1.5 million guns in NZ - Maori Council calls for reform in wake of Ōtautahi attack

By Leo Horgan

The Māori Council has spoken of the need for gun reform and community-driven investment in the wake of the terror attack that devastated Christchurch and left 50 dead on Friday.

The council called for a review of the current state of guns and registered weapons in New Zealand, a move Prime Minister Jacinda Ardern has also supported.

 “There are more than 1.5 million guns owned by New Zealanders or roughly one for every three New Zealanders,” says Chairman of the New Zealand Maori Council Auckland District, Matthew Tukaki.  

 “We also know through research and evidence that there are many guns in circulation that are not registered and let’s face it – there are some people with those guns already committing crimes.”

The council also called for an immediate audit and assessment of gun ownership and owners.

Matthew Tukaki - chairman of the New Zealand Maori Council Auckland District (Source: File).

“It must stand to reason that there needs to be greater investment in the monitoring of weapons already here and [who] has them – therefore a complete review of the current state of fire arms in New Zealand.

Tukaki says a system of periodic review, sampling and audit, while costly, is a necessity which should already have been in place.

“That investment should have been made years ago – our approach to the management and oversight around firearms appears to have lapsed.”

The council also called for greater investment in infrastructure to ensure security for at-risk communities, with a focus on community-based models of empowerment.

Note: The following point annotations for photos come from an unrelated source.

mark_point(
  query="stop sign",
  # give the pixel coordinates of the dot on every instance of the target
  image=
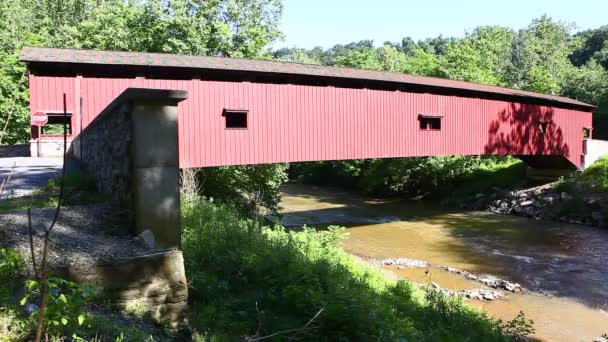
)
(39, 119)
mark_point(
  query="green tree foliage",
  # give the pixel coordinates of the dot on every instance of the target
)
(237, 28)
(540, 56)
(594, 47)
(481, 57)
(249, 186)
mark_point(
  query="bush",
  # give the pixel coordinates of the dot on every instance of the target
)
(250, 280)
(12, 327)
(11, 264)
(248, 186)
(66, 305)
(596, 175)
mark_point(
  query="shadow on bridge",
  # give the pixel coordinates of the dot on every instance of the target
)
(532, 134)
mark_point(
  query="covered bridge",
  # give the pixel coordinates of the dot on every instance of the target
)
(248, 111)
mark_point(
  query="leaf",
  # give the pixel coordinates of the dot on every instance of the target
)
(63, 298)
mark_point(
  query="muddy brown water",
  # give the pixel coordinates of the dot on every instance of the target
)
(564, 267)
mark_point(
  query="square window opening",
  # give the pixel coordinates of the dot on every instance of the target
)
(430, 123)
(236, 119)
(55, 124)
(587, 133)
(542, 126)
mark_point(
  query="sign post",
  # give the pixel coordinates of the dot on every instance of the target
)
(39, 119)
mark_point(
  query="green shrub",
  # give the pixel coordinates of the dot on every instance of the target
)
(250, 280)
(66, 305)
(247, 186)
(425, 177)
(12, 327)
(11, 263)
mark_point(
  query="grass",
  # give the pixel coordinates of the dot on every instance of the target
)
(250, 280)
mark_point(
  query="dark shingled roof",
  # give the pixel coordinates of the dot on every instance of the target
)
(98, 57)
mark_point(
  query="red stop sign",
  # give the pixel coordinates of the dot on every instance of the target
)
(39, 119)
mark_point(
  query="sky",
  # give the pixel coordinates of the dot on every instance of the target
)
(310, 23)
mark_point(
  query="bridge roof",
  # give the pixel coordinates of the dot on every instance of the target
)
(99, 57)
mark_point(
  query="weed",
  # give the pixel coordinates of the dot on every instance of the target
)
(251, 280)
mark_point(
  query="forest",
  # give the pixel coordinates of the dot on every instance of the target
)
(251, 280)
(547, 56)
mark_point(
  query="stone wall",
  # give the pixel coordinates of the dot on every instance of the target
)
(131, 150)
(103, 148)
(8, 151)
(152, 285)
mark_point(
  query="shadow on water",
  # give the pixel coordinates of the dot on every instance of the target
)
(556, 258)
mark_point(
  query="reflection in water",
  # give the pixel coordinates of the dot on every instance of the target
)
(566, 261)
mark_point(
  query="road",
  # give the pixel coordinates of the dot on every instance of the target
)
(27, 174)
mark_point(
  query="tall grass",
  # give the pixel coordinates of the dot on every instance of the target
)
(251, 280)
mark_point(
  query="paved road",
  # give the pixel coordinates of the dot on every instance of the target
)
(28, 174)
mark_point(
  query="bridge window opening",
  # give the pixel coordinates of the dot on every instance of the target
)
(430, 123)
(54, 126)
(236, 118)
(587, 133)
(542, 127)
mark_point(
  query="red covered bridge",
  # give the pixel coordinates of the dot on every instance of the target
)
(249, 112)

“That could be investing in training and monitoring systems, resilience building and strengthening as well as awareness training. Each of these things can go a long way to building a platform and sense of safety,” says Tukaki.

“Communities often know what is needed but the challenge has always been getting government to listen.  Instead of a top down approach, we need community-driven solutions.

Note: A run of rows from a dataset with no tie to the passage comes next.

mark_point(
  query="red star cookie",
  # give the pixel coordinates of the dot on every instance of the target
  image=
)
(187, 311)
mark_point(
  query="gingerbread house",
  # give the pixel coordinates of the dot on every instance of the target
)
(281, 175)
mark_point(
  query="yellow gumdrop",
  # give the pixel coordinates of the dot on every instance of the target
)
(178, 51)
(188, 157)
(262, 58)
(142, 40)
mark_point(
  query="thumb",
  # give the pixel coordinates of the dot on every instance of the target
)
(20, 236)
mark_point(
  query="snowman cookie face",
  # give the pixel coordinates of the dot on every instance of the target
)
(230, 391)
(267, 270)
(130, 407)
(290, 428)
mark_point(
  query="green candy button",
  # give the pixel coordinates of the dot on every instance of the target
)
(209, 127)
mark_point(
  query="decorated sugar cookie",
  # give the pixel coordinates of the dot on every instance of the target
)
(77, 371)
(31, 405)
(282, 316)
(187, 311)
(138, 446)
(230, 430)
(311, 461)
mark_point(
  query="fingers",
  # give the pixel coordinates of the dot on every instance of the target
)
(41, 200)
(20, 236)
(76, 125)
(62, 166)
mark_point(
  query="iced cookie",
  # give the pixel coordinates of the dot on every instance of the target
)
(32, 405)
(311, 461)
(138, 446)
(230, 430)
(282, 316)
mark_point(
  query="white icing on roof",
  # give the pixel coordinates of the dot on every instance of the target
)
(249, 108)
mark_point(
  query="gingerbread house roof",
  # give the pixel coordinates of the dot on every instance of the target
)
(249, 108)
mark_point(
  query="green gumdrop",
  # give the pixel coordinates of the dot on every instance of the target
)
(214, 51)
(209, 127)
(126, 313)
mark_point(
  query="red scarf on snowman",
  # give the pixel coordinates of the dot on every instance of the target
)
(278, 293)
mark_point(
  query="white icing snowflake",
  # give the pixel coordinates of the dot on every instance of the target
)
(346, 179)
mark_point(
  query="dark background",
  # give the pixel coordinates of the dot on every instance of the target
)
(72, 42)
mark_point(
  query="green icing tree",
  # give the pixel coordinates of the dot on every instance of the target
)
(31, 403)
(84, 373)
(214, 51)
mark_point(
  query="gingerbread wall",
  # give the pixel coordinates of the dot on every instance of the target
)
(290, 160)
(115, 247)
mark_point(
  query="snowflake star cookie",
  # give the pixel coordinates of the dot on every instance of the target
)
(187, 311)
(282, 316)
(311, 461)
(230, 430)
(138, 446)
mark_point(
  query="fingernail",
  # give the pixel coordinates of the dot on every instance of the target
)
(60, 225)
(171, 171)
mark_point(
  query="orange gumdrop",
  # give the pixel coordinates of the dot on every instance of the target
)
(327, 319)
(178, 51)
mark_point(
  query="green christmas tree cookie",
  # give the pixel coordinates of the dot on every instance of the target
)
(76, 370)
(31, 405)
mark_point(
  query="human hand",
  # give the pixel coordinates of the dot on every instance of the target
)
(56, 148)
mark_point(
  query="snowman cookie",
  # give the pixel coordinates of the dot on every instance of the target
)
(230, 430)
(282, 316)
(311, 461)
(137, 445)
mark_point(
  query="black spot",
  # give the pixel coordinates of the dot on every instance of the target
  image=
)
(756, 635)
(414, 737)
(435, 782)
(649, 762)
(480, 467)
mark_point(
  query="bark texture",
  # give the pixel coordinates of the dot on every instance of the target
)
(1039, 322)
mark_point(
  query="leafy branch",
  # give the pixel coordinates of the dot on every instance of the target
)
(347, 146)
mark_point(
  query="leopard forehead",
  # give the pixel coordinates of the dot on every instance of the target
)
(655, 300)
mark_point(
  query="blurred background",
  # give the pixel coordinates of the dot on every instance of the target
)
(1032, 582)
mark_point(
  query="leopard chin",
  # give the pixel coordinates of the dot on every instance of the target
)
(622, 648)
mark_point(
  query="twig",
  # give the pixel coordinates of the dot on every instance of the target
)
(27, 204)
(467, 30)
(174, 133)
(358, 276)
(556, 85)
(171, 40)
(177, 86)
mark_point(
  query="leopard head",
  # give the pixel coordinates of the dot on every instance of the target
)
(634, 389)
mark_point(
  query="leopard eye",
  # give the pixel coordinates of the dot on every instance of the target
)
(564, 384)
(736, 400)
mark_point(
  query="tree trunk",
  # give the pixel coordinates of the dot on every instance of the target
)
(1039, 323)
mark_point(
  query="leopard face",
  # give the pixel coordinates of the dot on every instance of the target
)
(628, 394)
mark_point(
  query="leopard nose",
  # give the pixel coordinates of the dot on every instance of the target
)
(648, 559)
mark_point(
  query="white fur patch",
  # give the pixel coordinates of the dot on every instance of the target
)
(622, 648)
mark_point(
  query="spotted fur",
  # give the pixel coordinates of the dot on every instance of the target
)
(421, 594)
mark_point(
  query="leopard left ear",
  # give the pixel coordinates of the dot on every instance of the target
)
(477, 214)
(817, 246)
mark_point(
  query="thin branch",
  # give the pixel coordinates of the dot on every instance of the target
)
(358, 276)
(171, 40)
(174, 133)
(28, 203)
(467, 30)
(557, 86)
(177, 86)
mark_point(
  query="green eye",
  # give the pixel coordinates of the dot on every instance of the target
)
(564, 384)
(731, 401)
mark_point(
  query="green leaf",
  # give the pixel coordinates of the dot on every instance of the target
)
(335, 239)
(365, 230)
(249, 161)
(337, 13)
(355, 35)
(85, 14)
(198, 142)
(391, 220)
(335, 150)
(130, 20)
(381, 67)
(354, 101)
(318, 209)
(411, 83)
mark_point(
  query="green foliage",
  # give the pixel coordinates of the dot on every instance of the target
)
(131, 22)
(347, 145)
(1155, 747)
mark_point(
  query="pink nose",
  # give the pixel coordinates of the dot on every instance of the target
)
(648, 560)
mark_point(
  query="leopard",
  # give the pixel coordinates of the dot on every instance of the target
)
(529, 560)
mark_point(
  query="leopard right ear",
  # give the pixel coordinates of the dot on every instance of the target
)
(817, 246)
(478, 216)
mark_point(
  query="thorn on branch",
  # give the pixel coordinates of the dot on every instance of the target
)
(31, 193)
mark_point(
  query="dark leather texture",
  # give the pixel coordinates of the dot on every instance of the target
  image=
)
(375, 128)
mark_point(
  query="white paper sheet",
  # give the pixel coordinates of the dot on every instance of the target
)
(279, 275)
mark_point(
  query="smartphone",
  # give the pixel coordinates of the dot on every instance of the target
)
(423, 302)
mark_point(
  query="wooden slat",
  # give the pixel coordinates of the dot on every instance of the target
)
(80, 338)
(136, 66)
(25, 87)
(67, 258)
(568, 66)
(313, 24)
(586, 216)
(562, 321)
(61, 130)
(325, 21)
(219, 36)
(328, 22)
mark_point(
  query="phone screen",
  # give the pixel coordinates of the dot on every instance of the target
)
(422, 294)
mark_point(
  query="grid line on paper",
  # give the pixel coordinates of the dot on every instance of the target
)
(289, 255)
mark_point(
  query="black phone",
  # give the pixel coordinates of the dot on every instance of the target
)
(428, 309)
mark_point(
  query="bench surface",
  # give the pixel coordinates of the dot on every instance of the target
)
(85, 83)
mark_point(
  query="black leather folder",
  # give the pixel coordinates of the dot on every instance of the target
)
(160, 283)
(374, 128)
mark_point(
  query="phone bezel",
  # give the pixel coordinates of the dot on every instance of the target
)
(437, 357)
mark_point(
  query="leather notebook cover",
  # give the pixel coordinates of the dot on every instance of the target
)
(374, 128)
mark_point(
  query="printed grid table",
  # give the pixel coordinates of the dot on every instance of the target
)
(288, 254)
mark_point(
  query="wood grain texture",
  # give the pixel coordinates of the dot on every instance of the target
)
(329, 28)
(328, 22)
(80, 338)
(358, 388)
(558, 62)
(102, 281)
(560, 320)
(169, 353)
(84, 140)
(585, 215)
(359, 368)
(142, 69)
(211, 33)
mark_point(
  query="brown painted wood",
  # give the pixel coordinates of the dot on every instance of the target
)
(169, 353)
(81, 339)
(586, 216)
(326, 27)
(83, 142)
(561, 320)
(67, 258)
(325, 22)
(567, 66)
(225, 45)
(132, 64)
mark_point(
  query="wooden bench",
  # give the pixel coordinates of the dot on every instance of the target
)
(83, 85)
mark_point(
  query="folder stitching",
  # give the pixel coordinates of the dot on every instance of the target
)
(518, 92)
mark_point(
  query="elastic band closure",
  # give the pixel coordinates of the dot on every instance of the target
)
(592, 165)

Such an approach could make use of the networks and community-links of Māori Wardens, according to Tukaki.

“We have more than eight hundred New Zealand Maori Wardens out there in communities every single day and one approach we would urge the government to consider is how we can activate our Wardens to also play a community liaison role – culture to culture, kanohi ki te kanohi.”

The council has also urged a review of New Zealand’s intelligence services information and assessment protocols when it comes to threats against New Zealand and New Zealanders, echoing the sentiments of Green Party co-leader Marama Davidson.

“At the end of the day all New Zealanders just want to be safe and secure in their own communities, homes, workplaces, gathering places and places of worship,” says Tukaki.

“It is up to all of us to ensure this never happens again and, in order to do so, we need to throw open the doors of our whare and begin having much more deep and meaningful conversations around reform.”